Following her discussion of the Vietnam War, Fadiman’s next chapter, “The Big One,” sets up the climax to the book. Lia succumbs to a series of seizures that leave her “effectively brain dead” (150). During this traumatic event, Fadiman draws attention to the severity of Lia’s medical case while also noting the cultural barriers that prevent her doctors from viewing her as a full person. For instance, one doctor, who works on Lia for several hours, reduces her to a series of pathologies and mistakenly identifies her as a boy.
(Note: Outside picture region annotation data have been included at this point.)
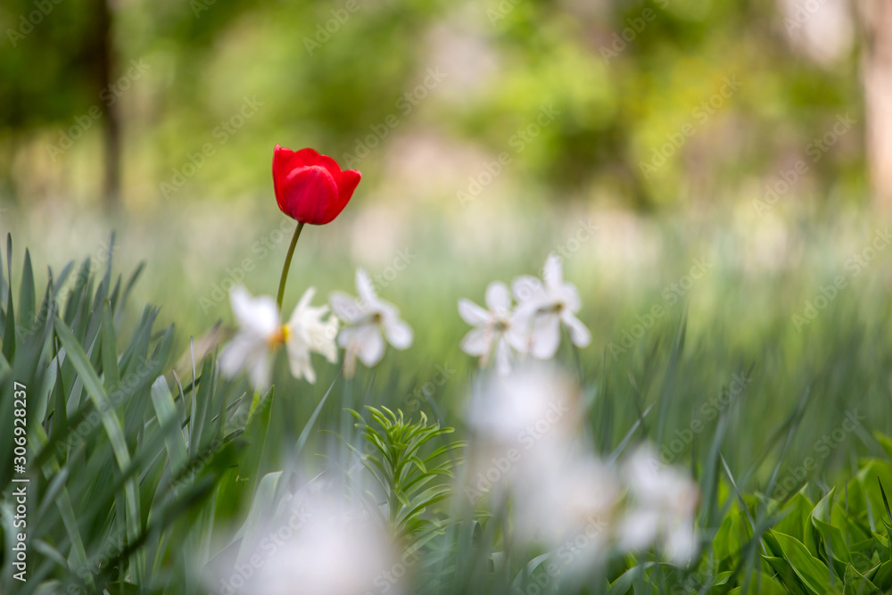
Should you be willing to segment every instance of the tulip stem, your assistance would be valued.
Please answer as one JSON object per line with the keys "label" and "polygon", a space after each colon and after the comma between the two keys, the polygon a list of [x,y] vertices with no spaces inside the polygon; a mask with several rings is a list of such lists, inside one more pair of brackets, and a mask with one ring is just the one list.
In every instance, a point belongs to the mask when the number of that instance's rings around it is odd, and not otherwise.
{"label": "tulip stem", "polygon": [[294,237],[291,238],[291,245],[288,246],[288,253],[285,257],[285,267],[282,268],[282,278],[279,279],[279,293],[276,298],[279,311],[282,311],[282,298],[285,297],[285,282],[288,279],[288,269],[291,269],[291,259],[294,256],[294,246],[297,245],[297,238],[301,237],[301,231],[303,229],[303,221],[297,224],[294,229]]}

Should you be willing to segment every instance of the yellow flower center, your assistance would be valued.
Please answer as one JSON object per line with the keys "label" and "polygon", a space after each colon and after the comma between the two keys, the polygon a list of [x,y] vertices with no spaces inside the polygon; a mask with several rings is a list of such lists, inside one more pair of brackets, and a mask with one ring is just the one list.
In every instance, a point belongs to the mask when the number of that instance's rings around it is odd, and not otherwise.
{"label": "yellow flower center", "polygon": [[269,336],[269,349],[275,349],[279,345],[285,344],[285,342],[288,340],[289,336],[291,336],[291,329],[288,328],[288,325],[283,325],[282,327],[278,329],[278,332],[274,333]]}

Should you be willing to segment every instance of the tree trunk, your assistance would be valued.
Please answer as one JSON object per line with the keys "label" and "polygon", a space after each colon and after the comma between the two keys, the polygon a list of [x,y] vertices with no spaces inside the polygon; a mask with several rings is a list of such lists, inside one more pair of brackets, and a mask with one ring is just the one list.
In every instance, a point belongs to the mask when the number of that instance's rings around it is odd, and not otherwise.
{"label": "tree trunk", "polygon": [[[109,0],[96,0],[98,29],[98,84],[100,105],[103,110],[105,136],[104,175],[103,193],[105,209],[109,212],[120,205],[120,122],[118,119],[117,102],[111,103],[106,98],[107,89],[112,85],[114,73],[114,32],[112,23],[112,9]],[[105,91],[103,93],[103,91]],[[111,103],[111,104],[110,104]]]}

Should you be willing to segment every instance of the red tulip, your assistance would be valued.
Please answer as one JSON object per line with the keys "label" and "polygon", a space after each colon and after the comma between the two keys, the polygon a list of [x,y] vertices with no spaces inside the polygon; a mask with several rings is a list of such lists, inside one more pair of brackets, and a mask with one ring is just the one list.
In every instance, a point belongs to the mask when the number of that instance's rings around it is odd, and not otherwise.
{"label": "red tulip", "polygon": [[273,186],[279,209],[301,223],[325,225],[341,214],[362,175],[341,171],[331,157],[312,149],[292,151],[276,145]]}

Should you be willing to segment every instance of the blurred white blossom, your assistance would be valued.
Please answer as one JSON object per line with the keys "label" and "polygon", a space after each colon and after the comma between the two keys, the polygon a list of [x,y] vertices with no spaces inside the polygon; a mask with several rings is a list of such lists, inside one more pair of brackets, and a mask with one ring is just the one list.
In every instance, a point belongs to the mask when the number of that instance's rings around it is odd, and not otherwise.
{"label": "blurred white blossom", "polygon": [[396,349],[407,349],[413,340],[411,327],[400,318],[400,311],[393,304],[377,296],[371,279],[362,269],[356,270],[356,291],[359,299],[343,292],[334,292],[329,298],[332,310],[345,323],[337,340],[345,350],[347,377],[356,371],[357,358],[368,368],[381,361],[384,355],[384,337]]}
{"label": "blurred white blossom", "polygon": [[486,288],[484,310],[470,300],[458,300],[458,314],[475,326],[461,341],[461,349],[468,355],[480,357],[485,368],[495,351],[496,369],[501,375],[511,371],[513,351],[525,349],[523,333],[515,324],[511,311],[511,292],[504,283],[493,281]]}
{"label": "blurred white blossom", "polygon": [[332,363],[337,360],[337,319],[323,320],[328,308],[310,305],[315,293],[313,287],[304,292],[291,318],[282,324],[275,300],[267,295],[255,298],[244,287],[234,287],[229,301],[238,330],[220,354],[223,374],[233,377],[244,370],[254,390],[264,391],[269,387],[273,355],[284,344],[294,377],[315,382],[310,351],[321,353]]}
{"label": "blurred white blossom", "polygon": [[316,294],[316,288],[310,287],[303,293],[292,312],[288,324],[285,326],[285,343],[288,351],[288,366],[295,378],[305,377],[310,384],[316,383],[316,372],[310,359],[310,351],[321,353],[330,363],[337,361],[337,318],[328,317],[328,306],[312,306],[310,302]]}
{"label": "blurred white blossom", "polygon": [[516,299],[517,318],[526,332],[527,347],[533,357],[549,359],[560,344],[561,324],[566,326],[570,341],[577,347],[591,343],[591,334],[576,318],[582,308],[579,291],[564,281],[560,257],[550,254],[545,260],[542,281],[532,276],[518,277],[511,284]]}
{"label": "blurred white blossom", "polygon": [[698,484],[662,466],[648,446],[640,447],[624,462],[623,479],[631,506],[618,528],[621,547],[641,550],[657,544],[673,564],[686,564],[697,552]]}

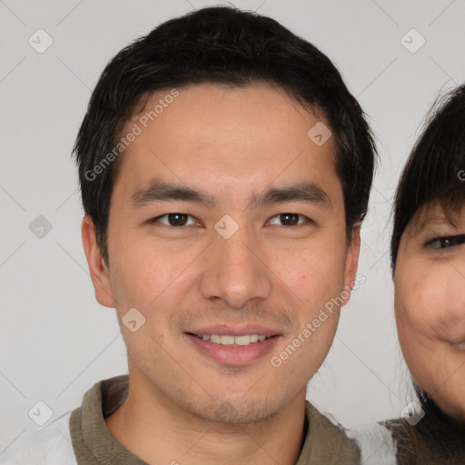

The doctors also exclude the Lees from having true consent in Lia’s treatment. By presenting multiple sides to the situation, tacking back and forth from a biomedical perspective and that of the Lees, Fadiman shows the complex humanity of everyone involved while also recognizing that more could have been done to lessen the confusion and suffering of Lia’s family during this cataclysmic event.